Comments document SQL code for future maintenance and team understanding. Single-line comments use -- or #, multi-line comments use /* */. Comments are ignored during execution and don't affect performance. Well-commented SQL explains complex business logic, assumptions about data, performance considerations, and the purpose of queries. Comments in stored procedures and triggers are especially important since that code is often revisited long after creation.
-- Single-line comment
SELECT * FROM users WHERE status = 'active';  # Another single-line

/* Multi-line comment
   explaining complex business logic
   across multiple lines */
SELECT u.*, COUNT(o.order_id) as total_orders
FROM users u
LEFT JOIN orders o ON u.user_id = o.user_id
WHERE u.status = 'active'
GROUP BY u.user_id;

Why it matters: Code readability and maintainability matter in production environments. Understanding documentation practices reflects professional development standards and team collaboration skills.

Real applications: Complex queries with multiple joins get extensive comments explaining the business purpose. Stored procedures include comments about parameters, expected behavior, and assumptions.

Common mistakes: Non-existent or outdated comments that mislead developers, over-commenting obvious code, or using comments to disable code instead of version control, leaving confusing cruft in production SQL.

SHOW DATABASES lists all databases available on the MySQL server that the current user has privileges to access. SHOW TABLES displays all tables within the currently selected database. Both are utility commands for database navigation and discovery. SHOW DATABASES requires no selected database context, while SHOW TABLES requires you to first USE a database, otherwise it throws an error about no database selected.
-- List all databases available to current user
SHOW DATABASES;
-- Output: information_schema, mysql, performance_schema, myapp_db, etc.

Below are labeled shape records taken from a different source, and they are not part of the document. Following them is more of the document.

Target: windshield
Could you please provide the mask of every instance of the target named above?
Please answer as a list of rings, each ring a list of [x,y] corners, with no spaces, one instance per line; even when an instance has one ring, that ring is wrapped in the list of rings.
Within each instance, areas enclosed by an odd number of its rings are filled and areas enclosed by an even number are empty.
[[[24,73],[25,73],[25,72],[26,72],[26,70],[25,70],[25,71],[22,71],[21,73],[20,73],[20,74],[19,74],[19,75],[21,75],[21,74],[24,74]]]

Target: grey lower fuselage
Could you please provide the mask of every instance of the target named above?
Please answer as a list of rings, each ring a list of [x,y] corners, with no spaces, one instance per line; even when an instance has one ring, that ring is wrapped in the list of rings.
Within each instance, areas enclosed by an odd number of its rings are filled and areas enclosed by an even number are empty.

-- Must select database first
USE myapp_db;

-- List all tables in selected database
SHOW TABLES;
-- Output: users, products, orders, payments, etc.

-- Show table structure
DESCRIBE users;  -- or SHOW COLUMNS FROM users;

Why it matters: These commands are fundamental navigation tools for database administration. Knowing how to explore database structure demonstrates SQL proficiency and practical experience.

Real applications: Developers use these commands when connecting to unfamiliar databases to understand available data structures. DBAs use them for inventory and permission auditing.

Common mistakes: Trying SHOW TABLES without USE database causing error, assuming SHOW DATABASES includes tables, or not understanding that SHOW DATABASES is limited by current user permissions seeing only allowed databases.